Die Anwohnenden und soziale Einrichtungen vor Ort seien erst vor Kurzem über die Wiedereröffnung informiert worden, sagt Kaspar Röttgers vom Projekt Berlin Entwickelt Neue Nachbarschaften am Standort Blumberger Damm zu »nd«. Dabei habe sich »das frühzeitige Einbeziehen der Nachbarschaft in der Vergangenheit als wichtiges Instrument erwiesen, um feindlichen Reaktionen entgegenzuwirken«, so Röttgers. In Marzahn hatten 2015 rechtsextreme Proteste gegen die Unterkunft am Blumberger Damm stattgefunden, in den vergangenen Jahren sei es aber ruhig gewesen. »Mit größeren Mobilisierungen wie in den Jahren 2015 und 2016 rechnen wir derzeit nicht«, sagt er. Allerdings hält er eine Skandalisierung der Wiedereröffnung durch rechtspopulistische Parteien für wahrscheinlich, und es sei noch nicht abzusehen, ob diese durch die Bevölkerung aufgegriffen werden.

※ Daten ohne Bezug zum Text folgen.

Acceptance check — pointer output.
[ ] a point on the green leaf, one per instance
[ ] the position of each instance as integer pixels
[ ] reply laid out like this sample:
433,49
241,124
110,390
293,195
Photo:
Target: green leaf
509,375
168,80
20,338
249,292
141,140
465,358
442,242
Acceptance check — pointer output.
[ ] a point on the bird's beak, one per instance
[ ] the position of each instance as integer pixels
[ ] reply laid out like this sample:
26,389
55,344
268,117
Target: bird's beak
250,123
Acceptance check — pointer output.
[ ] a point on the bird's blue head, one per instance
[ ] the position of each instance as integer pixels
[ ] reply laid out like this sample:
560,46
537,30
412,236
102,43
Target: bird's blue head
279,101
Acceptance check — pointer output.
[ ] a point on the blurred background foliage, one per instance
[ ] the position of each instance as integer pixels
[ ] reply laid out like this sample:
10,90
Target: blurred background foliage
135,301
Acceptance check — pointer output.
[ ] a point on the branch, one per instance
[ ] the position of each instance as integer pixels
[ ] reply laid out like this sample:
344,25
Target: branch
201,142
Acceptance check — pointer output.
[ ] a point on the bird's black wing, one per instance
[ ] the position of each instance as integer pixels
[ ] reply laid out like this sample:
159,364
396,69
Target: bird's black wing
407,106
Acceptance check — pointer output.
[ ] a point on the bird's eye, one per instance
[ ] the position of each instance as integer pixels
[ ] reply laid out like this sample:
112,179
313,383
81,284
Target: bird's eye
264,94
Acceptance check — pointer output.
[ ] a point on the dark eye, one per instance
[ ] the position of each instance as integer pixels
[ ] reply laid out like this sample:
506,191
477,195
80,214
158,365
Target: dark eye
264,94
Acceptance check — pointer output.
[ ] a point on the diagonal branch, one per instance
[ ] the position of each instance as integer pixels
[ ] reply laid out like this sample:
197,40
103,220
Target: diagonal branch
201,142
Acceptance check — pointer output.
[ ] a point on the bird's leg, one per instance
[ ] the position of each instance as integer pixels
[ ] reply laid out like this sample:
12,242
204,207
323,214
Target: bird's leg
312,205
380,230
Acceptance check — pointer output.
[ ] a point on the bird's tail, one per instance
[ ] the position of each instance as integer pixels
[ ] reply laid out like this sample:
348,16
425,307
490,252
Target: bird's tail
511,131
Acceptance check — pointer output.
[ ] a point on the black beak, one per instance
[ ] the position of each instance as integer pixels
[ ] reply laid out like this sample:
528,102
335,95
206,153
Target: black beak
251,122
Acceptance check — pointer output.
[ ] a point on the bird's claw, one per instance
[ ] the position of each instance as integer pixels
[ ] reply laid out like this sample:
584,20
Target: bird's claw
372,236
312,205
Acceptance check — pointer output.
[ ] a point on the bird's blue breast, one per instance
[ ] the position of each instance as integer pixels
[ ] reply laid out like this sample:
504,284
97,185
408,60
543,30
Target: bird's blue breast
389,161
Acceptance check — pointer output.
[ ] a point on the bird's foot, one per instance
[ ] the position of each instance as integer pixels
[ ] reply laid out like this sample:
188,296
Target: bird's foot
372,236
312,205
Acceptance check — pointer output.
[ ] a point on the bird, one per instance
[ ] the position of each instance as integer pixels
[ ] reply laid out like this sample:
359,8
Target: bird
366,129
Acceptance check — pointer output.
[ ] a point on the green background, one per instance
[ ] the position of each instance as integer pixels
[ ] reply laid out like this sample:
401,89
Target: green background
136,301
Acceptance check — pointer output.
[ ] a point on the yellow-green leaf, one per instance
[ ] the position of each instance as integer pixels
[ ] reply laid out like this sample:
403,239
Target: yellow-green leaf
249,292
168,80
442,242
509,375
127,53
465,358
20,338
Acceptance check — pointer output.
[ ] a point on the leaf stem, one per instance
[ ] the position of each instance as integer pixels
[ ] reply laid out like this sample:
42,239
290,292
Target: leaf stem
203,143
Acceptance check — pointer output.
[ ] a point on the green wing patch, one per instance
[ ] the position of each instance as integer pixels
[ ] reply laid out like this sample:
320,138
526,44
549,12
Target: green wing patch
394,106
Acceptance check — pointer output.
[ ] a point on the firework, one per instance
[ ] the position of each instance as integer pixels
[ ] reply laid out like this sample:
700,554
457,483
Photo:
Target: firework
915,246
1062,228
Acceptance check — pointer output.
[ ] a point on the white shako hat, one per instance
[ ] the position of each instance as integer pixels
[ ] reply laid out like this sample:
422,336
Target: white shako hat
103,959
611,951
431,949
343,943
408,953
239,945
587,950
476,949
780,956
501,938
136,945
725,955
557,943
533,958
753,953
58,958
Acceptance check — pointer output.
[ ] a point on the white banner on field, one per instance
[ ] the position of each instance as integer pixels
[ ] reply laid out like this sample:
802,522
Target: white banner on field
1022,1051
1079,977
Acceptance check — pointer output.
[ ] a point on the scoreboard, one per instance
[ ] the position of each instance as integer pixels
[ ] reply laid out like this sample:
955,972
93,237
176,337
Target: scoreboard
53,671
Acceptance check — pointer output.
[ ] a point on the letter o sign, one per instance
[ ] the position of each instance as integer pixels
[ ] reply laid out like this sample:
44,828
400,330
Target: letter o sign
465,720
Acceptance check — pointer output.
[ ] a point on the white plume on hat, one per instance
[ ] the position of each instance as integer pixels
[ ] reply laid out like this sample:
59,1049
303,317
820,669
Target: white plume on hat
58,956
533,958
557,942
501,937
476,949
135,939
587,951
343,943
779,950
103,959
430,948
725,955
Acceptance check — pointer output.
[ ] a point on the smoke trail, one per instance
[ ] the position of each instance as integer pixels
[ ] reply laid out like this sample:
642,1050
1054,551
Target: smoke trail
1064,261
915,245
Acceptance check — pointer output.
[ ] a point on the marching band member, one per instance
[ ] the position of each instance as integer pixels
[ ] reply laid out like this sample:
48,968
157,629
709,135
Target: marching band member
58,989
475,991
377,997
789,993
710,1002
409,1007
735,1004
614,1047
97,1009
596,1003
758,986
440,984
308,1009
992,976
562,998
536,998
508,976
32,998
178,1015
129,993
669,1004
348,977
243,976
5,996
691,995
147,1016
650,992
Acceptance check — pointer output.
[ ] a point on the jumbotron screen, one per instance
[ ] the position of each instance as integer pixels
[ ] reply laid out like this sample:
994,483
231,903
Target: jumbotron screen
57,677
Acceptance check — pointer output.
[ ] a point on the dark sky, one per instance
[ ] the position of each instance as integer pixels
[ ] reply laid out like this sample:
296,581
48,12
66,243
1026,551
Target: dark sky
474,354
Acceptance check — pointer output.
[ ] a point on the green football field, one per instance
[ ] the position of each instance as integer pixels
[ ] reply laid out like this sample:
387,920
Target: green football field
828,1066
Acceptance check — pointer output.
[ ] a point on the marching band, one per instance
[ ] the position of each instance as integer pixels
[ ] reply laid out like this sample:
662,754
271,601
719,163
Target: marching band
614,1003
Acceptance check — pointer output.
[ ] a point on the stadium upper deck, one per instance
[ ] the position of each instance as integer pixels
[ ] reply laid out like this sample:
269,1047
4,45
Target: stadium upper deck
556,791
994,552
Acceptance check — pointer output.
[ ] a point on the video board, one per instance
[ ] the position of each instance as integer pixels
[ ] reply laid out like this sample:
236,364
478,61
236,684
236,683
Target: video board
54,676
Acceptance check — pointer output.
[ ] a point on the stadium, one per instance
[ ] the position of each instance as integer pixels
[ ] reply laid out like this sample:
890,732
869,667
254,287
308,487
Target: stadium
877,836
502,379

Sorge bereite etwa die rechtsextreme Partei Der Dritte Weg, die zurzeit nach Guben an der deutsch-polnischen Grenze mobilisiert, um Migrant*innen am Grenzübertritt zu hindern. Benjamin Kramer, Erzieher in der Jugendfreizeiteinrichtung »Anna Landsberger« in Marzahn, findet es daher wichtig, über »geeignete, friedliche Gegenmaßnahmen« nachzudenken. Insgesamt glaube er aber, dass der Großteil der Bevölkerung die Reaktivierung der Anlage befürwortet.

Der Bezirk Marzahn-Hellersdorf zeigt sich zuversichtlich. »Wir haben ein erprobtes, leistungsfähiges und engagiertes Netzwerk, auf das wir zurückgreifen können. Wir kennen den Betrieb der Einrichtung bei Maximalbelegung und können uns darauf vorbereiten«, so Bezirkssprecher Frank Petersen. Auf soziale Einrichtungen vor Ort sei weiterhin Verlass. Auch das LAF sieht den kommenden Monaten gelassen entgegen. »In den vergangenen Jahren haben wir kaum noch Proteste oder gar Anschläge gegen LAF-Unterkünfte aus dem rechten Spektrum erlebt«, sagt Sprecherin Hebbinghaus. Schutzkonzepte vor Angriffen auf die Unterkünfte und die Bewohner*innen würden von den Betreibern der Unterkünfte gestellt, zum Beispiel in Zusammenarbeit mit der Mobilen Beratung gegen Rechtsextremismus (MBR).

Felix Müller von der MBR Berlin sieht dennoch die Gefahr, dass die jetzige Situation von rechtsextremen und rechtspopulistischen Gruppen und Parteien als Aufhänger verwendet wird. Marzahn-Hellersdorf sei schon 2014 ein Schwerpunkt geflüchtetenfeindlicher Mobilisierung gewesen. Auch die AfD habe im Wahlkampf die Unterbringung von Geflüchteten thematisiert. »Das wichtigste Mittel gegen rassistische Mobilisierung ist eine engagierte Zivilgesellschaft, die sich ganz klar auch vor der eigenen Haustür positioniert«, sagt Müller.